For much of the 20th century, milk was a simple part of daily life in the U.S, as farmers raised cows, milkmen delivered bottles and children drank it at school. But those days are fading.
America has fallen out of love with drinking milk, as lower-calorie options have increased and people are replacing water bottles with milk cartons. Americans each drink an estimated 146 lb. of fluid milk in 2018, according to the USDA's Economic Research Service. That may sound like a lot, but it's down by 26% just since 2000.

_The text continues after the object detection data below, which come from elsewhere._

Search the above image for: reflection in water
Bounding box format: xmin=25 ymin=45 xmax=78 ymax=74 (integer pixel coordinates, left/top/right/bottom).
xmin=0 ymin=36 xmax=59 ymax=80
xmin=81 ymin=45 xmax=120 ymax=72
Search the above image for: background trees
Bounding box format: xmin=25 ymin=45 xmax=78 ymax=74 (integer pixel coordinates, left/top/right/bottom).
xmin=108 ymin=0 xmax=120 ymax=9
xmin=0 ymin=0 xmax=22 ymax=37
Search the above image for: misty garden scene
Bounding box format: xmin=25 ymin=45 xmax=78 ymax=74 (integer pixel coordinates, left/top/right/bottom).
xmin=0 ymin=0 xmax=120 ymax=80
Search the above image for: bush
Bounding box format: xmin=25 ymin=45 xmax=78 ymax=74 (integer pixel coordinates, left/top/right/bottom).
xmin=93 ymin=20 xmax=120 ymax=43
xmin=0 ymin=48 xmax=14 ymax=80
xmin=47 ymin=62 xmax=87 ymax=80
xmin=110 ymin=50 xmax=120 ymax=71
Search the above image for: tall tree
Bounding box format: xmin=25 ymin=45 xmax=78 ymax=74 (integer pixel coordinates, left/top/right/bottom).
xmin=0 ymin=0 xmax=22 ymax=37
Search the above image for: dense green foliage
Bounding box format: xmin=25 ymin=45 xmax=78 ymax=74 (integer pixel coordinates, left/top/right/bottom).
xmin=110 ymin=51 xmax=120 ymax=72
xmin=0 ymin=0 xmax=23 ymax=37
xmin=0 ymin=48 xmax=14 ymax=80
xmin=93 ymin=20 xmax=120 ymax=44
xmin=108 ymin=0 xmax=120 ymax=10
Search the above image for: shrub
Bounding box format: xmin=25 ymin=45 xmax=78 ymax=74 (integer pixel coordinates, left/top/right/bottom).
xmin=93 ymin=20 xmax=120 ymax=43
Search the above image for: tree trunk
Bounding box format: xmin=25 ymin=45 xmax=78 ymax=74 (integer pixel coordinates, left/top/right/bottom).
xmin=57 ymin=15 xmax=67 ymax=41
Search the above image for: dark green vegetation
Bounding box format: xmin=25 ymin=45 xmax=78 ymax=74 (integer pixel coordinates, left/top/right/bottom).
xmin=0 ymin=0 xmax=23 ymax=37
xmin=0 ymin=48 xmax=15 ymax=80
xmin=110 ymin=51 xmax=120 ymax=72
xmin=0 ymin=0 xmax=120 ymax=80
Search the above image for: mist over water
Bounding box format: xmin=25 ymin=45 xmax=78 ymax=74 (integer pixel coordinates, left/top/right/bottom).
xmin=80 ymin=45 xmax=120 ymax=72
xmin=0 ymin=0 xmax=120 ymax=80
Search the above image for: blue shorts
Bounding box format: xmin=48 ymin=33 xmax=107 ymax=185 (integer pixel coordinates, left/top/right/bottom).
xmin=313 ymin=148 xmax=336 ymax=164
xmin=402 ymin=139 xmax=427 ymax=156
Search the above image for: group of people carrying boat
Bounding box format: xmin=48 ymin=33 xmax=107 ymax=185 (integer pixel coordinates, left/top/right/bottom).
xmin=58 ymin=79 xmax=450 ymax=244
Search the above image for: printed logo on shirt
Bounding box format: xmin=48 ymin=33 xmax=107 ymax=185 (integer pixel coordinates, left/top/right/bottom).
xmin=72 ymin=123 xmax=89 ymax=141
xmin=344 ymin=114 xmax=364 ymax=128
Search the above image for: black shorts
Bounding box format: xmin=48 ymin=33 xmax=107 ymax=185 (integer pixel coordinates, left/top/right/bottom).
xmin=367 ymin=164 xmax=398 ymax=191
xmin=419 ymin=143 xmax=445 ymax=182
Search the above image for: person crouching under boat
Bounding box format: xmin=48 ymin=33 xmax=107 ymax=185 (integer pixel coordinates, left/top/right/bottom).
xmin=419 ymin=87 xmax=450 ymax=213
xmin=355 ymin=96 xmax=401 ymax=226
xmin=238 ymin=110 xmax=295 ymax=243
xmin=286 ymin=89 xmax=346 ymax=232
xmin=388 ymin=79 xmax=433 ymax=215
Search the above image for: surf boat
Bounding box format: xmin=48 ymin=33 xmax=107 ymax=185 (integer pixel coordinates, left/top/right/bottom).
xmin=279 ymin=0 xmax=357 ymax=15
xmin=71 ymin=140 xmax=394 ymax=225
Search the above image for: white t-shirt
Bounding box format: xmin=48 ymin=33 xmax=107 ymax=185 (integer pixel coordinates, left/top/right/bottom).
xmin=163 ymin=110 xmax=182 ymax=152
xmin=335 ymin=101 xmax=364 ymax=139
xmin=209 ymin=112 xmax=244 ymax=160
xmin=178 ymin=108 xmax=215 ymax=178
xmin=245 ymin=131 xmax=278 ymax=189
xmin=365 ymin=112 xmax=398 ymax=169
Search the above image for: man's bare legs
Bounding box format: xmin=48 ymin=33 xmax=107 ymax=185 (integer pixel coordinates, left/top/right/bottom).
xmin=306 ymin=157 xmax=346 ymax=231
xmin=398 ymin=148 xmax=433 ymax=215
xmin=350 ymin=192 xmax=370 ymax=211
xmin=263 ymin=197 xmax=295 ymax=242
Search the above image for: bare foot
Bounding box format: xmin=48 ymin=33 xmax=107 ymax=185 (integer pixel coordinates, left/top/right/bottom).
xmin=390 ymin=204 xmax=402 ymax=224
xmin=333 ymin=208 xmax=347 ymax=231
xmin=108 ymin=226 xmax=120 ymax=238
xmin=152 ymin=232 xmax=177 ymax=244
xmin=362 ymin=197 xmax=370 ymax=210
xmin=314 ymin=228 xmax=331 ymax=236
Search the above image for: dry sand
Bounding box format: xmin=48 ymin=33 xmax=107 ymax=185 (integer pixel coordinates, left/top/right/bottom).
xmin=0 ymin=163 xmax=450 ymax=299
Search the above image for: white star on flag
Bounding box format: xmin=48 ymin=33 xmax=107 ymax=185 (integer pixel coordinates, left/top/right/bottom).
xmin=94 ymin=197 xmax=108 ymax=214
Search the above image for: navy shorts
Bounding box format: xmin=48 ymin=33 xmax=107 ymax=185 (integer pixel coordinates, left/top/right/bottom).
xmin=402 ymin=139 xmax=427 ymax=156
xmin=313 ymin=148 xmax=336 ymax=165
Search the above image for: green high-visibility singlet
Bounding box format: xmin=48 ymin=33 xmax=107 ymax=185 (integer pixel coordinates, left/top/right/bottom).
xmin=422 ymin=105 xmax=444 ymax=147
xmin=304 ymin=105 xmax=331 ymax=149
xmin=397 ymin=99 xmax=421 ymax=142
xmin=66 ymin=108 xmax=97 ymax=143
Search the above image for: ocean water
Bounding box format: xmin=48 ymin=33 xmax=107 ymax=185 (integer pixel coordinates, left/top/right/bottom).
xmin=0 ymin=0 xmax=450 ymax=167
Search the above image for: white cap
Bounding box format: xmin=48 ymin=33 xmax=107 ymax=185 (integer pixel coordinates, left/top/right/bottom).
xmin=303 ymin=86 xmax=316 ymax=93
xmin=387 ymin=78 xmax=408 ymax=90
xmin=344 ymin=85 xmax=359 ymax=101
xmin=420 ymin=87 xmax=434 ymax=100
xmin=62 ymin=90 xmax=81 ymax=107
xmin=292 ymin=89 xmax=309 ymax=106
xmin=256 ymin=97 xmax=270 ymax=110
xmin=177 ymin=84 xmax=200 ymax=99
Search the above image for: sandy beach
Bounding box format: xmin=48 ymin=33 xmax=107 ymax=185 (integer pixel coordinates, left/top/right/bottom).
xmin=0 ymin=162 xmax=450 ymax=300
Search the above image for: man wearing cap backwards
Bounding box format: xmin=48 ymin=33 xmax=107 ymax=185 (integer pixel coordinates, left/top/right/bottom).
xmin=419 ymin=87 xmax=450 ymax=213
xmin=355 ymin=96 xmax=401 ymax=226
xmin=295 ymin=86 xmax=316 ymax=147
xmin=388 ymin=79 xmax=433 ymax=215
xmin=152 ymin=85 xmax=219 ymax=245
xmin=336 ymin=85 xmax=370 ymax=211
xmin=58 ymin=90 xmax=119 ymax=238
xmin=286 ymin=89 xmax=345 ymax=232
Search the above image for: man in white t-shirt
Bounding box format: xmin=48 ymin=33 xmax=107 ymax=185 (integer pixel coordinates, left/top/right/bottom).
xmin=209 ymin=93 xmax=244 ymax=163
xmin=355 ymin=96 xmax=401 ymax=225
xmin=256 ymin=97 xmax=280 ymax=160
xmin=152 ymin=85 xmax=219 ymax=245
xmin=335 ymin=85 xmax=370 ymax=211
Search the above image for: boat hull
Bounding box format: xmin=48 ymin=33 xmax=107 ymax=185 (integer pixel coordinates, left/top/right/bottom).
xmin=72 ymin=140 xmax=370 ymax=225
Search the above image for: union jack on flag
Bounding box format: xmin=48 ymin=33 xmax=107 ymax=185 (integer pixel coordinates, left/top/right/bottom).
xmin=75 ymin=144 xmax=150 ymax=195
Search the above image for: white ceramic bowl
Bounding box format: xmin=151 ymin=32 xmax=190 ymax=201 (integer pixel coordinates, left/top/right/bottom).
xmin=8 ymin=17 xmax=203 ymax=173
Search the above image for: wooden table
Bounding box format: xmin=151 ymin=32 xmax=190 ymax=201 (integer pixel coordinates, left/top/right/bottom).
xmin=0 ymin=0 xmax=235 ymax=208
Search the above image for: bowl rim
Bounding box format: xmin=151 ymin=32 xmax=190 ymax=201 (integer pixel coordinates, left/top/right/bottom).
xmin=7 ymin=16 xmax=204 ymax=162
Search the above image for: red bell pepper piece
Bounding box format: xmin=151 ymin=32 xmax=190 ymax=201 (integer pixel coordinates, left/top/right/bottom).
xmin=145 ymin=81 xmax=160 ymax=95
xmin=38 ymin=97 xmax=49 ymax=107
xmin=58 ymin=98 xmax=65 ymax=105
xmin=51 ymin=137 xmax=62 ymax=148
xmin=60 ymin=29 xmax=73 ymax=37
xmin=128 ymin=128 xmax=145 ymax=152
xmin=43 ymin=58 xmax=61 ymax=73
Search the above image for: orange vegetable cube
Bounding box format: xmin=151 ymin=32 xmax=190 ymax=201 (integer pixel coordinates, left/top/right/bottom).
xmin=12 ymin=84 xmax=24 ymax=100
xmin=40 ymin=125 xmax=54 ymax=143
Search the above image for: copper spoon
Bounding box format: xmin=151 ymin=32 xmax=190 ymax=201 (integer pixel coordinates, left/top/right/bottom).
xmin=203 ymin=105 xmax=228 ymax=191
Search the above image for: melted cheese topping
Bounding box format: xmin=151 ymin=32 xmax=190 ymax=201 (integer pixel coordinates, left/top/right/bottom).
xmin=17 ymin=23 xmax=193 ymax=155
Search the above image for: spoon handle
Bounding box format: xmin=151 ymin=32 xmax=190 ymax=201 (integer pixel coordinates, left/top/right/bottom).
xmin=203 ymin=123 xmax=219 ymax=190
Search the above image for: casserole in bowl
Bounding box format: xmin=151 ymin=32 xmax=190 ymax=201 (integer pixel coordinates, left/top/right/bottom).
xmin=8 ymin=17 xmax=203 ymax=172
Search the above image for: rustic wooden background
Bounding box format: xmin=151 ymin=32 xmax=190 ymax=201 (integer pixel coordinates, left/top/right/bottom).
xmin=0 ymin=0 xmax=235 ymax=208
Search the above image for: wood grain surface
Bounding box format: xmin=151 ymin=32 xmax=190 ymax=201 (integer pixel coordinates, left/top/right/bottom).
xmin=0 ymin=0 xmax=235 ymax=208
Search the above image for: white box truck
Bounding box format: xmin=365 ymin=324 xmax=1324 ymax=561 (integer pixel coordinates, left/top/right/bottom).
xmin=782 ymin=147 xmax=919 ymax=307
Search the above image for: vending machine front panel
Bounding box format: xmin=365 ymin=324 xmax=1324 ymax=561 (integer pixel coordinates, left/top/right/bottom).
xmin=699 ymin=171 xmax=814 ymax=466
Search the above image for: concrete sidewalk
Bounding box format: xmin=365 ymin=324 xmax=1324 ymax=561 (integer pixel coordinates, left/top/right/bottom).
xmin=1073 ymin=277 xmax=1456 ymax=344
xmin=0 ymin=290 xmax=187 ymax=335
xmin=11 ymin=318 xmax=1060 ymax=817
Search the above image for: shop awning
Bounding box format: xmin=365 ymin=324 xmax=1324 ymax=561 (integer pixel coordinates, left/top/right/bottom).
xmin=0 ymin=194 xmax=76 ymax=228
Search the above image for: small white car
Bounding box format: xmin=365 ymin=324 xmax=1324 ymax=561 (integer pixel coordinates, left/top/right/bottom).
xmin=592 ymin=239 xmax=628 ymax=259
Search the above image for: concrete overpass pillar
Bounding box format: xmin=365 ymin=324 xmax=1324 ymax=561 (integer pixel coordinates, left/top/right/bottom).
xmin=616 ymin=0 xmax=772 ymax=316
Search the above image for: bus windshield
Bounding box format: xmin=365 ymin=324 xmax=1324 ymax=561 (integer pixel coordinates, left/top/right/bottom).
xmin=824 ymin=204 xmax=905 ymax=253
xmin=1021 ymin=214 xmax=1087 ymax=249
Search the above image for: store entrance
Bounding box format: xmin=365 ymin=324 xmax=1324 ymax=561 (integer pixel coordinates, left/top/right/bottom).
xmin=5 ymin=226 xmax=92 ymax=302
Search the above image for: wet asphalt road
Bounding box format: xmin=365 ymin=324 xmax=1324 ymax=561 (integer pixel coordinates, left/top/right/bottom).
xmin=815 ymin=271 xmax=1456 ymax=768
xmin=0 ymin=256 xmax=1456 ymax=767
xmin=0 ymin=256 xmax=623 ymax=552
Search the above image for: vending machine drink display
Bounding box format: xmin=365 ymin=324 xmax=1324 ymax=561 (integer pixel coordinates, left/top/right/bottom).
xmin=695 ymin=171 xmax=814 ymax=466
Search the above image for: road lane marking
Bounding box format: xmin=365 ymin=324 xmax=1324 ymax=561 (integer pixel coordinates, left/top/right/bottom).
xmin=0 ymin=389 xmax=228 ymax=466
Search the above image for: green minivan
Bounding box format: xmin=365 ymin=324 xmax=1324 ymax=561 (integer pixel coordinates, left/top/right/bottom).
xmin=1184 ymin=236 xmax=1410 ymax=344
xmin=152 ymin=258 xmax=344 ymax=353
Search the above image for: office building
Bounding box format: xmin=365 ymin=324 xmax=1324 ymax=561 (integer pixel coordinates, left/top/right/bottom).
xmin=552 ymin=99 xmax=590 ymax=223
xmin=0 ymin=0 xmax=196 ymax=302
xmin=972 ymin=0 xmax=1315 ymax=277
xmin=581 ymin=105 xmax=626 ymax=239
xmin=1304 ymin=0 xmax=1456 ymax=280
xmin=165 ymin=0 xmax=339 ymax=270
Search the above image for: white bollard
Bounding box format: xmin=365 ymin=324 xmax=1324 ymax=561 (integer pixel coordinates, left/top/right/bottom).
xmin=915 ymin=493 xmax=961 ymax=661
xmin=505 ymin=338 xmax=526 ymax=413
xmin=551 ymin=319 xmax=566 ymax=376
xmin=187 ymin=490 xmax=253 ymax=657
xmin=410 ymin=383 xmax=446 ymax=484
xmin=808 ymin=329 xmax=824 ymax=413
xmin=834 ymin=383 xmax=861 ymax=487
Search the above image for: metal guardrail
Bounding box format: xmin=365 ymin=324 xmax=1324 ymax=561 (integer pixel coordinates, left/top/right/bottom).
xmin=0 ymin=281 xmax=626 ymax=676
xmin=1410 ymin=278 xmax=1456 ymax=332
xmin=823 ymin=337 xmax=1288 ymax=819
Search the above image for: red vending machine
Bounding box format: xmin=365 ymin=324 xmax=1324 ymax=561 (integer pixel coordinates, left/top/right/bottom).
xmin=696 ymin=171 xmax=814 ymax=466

The downturn has been tough on dairy processors like Borden and Dean, which buy fresh milk from farms and use techniques like pasteurization (巴氏杀菌) to create a consumer-safe drink with a longer shelf life. For the past five years, thanks to technology that increased milk production, fresh-milk prices were relatively low, which meant processors could still earn some money even despite the decreasing demand. But prices began going up again last year, squeezing the processors' already tight profits. "Declining sales in a thin-profit business is not a good recipe for success," says Mark Stephenson, director of dairy policy analysis at the University of Wisconsin.
Milk processors are also facing competition from big retailers, which have set up their own processing plants. In 2018, Walmart opened a milk-processing plant in Indiana to serve hundreds of stores in the Midwest, taking away approximately 95 million gal of milk-processing business from Dean Foods.
On the other end of the supply chain, dairy farms are facing trouble of their own. The low prices left small farmers struggling across the industry. The number of farm bankruptcies (破产) in 2019 was up by 4% from the previous year. "We're trying our best to hang on," says Mary Rieckmann, a dairy farmer in Wisconsin whose family has turned to GoFundMe to keep their century-old farm running.